Kıyamet günü halktan ilk hüküm verilecek şehid olmuş kimsedir. Ki huzura getirilir. Allahu Teala ona nimetlerini bildirir. O da onları bilir. Allahu Teala;
'Bu nimetlere karşılık ne yaptın?' buyurur. O kimse;
'Sen'in yolunda savaştım. Ve şehid düştüm' der. Allahu Teala;
'Yalan söyledin. Çünkü sana cesur desinler diye savaştın ve sana da bu söz söylenmişti.' buyurur. Sonra emredilir. Ve yüzü üzerine sürüklenerek cehenneme atılır.
İlim öğrenip, öğreten ve Kur'an okuyan kimse getirilir. Allahu Teala ona iyilik nimetlerini bildirir, o da nimetleri ikrar eder. Allahu Teala;
'Bu nimetlere karşılık ne yaptın?' buyurur. O kimse;
'Ya Rabb ilim öğrendim.

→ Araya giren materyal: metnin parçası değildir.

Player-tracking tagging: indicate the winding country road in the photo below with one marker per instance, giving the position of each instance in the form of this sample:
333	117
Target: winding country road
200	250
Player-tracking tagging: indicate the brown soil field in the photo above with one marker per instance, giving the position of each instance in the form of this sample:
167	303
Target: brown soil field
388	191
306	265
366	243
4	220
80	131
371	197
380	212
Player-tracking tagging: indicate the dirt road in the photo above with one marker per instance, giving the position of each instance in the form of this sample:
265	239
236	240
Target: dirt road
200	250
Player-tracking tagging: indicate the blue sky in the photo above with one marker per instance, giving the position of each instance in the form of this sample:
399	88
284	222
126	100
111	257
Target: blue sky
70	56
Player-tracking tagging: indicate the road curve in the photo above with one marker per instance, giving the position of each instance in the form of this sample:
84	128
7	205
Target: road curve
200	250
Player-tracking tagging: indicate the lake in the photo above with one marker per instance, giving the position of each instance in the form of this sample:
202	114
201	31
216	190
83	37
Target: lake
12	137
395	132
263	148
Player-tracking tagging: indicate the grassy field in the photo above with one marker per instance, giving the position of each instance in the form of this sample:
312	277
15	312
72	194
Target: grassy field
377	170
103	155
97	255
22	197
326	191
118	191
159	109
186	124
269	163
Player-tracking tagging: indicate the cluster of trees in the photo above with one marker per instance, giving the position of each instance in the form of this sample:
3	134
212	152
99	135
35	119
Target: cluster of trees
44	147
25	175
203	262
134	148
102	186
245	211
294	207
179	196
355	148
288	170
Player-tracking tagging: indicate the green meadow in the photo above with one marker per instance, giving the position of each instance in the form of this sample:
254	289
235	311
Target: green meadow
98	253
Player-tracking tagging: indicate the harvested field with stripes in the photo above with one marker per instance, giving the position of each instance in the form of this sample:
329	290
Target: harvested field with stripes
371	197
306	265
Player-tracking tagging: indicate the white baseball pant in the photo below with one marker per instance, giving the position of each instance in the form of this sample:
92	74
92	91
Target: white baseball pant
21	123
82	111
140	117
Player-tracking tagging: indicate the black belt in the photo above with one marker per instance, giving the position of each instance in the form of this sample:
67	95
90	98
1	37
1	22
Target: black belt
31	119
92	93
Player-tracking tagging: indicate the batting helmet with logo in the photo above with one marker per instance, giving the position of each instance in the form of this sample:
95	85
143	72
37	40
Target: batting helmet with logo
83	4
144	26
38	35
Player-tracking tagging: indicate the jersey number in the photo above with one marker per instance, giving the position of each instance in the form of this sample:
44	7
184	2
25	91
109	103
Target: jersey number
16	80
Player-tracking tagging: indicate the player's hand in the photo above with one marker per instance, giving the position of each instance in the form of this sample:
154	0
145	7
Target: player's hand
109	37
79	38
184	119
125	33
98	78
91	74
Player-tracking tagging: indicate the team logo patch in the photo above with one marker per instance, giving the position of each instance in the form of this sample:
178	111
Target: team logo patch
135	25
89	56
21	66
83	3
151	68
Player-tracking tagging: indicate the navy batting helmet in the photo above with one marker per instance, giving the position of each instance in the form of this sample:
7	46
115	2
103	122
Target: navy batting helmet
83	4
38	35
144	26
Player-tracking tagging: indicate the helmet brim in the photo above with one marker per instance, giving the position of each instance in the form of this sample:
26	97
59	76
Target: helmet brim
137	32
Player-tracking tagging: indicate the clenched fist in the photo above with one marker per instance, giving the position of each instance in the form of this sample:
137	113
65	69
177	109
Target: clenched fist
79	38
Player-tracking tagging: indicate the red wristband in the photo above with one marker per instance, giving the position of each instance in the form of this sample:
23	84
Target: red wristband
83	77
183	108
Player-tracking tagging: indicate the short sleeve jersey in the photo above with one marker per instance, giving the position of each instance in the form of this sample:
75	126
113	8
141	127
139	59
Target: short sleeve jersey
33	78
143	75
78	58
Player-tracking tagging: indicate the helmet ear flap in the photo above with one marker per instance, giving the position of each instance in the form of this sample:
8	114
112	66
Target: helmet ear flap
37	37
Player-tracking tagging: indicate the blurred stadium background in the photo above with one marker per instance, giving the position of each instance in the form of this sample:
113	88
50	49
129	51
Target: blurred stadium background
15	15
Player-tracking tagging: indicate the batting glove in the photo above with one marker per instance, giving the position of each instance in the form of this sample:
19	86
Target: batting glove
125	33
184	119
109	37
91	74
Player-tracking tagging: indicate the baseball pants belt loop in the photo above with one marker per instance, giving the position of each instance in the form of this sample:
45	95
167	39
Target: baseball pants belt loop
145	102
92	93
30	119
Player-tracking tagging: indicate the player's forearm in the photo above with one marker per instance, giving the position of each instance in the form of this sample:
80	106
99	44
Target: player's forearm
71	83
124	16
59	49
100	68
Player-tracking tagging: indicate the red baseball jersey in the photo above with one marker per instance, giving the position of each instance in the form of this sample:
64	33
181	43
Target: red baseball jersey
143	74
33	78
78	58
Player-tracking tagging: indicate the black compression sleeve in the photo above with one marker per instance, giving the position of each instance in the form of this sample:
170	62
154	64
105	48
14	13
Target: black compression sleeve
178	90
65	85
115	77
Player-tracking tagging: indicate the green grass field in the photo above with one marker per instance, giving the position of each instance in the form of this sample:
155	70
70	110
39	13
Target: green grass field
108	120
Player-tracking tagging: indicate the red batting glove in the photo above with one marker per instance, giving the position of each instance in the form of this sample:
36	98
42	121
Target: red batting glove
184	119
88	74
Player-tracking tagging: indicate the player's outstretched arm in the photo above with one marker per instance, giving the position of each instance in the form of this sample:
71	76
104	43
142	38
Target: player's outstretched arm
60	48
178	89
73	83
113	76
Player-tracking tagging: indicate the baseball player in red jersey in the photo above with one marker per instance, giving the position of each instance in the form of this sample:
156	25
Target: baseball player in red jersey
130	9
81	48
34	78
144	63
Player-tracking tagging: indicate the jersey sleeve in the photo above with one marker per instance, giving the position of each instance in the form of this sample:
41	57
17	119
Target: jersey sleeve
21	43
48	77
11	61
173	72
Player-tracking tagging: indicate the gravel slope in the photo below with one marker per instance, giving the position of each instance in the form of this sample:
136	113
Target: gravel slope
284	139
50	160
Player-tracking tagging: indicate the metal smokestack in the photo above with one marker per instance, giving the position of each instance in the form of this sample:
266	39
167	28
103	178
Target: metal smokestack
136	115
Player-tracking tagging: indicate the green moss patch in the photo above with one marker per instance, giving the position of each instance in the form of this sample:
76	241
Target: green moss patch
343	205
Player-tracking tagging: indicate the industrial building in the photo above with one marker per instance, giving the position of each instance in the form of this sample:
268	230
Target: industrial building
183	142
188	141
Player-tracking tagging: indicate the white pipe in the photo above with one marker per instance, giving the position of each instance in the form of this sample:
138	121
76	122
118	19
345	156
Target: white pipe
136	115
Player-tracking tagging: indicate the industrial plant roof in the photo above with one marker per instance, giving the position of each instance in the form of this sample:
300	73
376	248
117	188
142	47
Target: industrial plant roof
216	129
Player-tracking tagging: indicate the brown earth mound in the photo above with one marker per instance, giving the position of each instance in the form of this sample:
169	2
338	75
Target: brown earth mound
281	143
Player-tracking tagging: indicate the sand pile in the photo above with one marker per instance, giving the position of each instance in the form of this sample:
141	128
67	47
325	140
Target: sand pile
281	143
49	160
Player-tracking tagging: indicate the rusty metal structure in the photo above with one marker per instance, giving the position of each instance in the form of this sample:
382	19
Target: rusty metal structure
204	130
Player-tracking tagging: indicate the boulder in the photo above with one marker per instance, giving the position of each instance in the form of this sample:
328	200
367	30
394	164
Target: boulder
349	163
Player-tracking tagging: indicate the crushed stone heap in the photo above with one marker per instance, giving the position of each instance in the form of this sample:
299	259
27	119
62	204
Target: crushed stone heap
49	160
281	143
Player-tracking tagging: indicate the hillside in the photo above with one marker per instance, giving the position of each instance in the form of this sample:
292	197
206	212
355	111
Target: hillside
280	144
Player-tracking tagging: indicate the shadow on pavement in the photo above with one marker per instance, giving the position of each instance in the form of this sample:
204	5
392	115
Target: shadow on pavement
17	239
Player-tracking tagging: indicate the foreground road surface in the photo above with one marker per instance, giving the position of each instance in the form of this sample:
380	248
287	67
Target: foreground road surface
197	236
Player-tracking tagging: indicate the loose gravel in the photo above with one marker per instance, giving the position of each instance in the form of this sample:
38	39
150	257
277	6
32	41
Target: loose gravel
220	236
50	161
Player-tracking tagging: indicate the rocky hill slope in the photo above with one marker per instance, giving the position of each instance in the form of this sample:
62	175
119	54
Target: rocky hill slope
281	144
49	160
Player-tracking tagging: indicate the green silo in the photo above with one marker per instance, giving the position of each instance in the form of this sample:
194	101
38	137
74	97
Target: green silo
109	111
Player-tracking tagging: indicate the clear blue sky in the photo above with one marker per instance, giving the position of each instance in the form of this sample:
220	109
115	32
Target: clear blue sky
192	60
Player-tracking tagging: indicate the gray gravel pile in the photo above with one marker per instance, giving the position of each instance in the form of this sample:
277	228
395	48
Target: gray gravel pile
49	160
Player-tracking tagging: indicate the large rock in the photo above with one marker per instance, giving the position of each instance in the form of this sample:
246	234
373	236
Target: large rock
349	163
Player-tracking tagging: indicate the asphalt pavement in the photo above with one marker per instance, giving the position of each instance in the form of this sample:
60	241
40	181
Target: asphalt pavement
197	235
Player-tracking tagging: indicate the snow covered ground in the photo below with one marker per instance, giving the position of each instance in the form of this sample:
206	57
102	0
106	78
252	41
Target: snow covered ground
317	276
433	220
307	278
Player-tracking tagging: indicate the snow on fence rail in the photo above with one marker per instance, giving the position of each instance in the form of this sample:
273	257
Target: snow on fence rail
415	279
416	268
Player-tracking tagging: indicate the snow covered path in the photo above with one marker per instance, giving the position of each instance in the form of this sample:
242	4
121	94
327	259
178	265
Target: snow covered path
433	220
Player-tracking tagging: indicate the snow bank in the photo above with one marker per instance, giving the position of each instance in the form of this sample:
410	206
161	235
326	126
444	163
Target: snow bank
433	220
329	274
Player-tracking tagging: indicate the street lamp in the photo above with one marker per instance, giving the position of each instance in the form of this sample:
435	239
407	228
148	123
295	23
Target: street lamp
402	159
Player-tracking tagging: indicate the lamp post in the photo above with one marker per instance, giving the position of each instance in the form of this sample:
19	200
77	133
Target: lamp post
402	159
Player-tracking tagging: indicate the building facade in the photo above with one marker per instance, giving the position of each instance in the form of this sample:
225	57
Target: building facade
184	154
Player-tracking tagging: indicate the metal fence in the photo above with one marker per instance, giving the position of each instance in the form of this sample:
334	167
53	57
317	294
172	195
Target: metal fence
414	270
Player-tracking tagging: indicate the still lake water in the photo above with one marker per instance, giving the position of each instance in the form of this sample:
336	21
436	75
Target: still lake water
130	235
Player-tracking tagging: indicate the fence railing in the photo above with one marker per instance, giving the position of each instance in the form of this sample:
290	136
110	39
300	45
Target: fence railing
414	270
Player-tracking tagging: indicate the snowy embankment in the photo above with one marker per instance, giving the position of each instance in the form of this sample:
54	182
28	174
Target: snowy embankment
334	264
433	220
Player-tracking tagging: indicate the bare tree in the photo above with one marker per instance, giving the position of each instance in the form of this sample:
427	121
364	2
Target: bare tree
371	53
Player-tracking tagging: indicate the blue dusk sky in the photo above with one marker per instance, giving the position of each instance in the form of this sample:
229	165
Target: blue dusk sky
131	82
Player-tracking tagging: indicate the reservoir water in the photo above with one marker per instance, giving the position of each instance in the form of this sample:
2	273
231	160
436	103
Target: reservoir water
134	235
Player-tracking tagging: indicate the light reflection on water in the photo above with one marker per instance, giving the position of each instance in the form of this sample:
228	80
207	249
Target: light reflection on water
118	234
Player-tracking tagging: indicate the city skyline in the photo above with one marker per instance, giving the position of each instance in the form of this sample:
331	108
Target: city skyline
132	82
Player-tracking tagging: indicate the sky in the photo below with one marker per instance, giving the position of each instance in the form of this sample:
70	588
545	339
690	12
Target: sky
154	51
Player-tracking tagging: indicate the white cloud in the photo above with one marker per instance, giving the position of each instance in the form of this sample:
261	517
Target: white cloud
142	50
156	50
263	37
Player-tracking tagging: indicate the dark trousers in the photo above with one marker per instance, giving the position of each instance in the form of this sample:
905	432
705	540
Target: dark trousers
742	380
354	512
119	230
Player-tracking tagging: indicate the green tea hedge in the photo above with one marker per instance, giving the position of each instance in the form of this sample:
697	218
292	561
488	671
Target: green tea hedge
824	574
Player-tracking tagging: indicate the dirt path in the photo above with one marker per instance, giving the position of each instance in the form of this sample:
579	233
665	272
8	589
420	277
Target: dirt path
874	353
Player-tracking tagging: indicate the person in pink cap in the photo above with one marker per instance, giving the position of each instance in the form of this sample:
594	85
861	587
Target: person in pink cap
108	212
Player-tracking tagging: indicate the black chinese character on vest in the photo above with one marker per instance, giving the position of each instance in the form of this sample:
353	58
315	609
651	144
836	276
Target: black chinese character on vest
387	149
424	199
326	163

Kur'an okudum.' cevabını verince, Allahu Teala;
'Hayır, yalan söylüyorsun. İlmi sana alim desinler diye öğrendin. Kur'anı sana ne güzel okuyor desinler diye okudun ve sana da böyle denildi.' buyurur. Sonra emredilir. Bu kimse yüzü üstüne sürüklenerek cehenneme atılır.
Allahu Teala'nın kendisine zenginlik verdiği ve her türlü servetten ihsan buyurduğu kimsedir ki, huzura getirilir. Allahu Teala ona ihsan buyurduğu nimetleri sayar. O da itiraf eder. Allahu Teala;
'Bu ni;metlere karşılık ne yaptın?' buyurur. O kimse;
'Ya Rab! Servetimi sadece senin uğrunda, sevdiğin yollarda harcadım.'; deyince, Allahu Teala;
'Hayır! Yalan söylüyorsun, bunları sana cömert desinler diye yaptın.' buyurur. Sonra emrolunur. O kimse yüzü üstüne sürüklenerek cehenneme atılır.
Ey Ebu Hureyre! Bu üç sınıf kimse Allahu Teala'nın kulları içerisinde kıyamet gününde cehennemi tutuşturan ilk odun olacaklardır. (Müslim)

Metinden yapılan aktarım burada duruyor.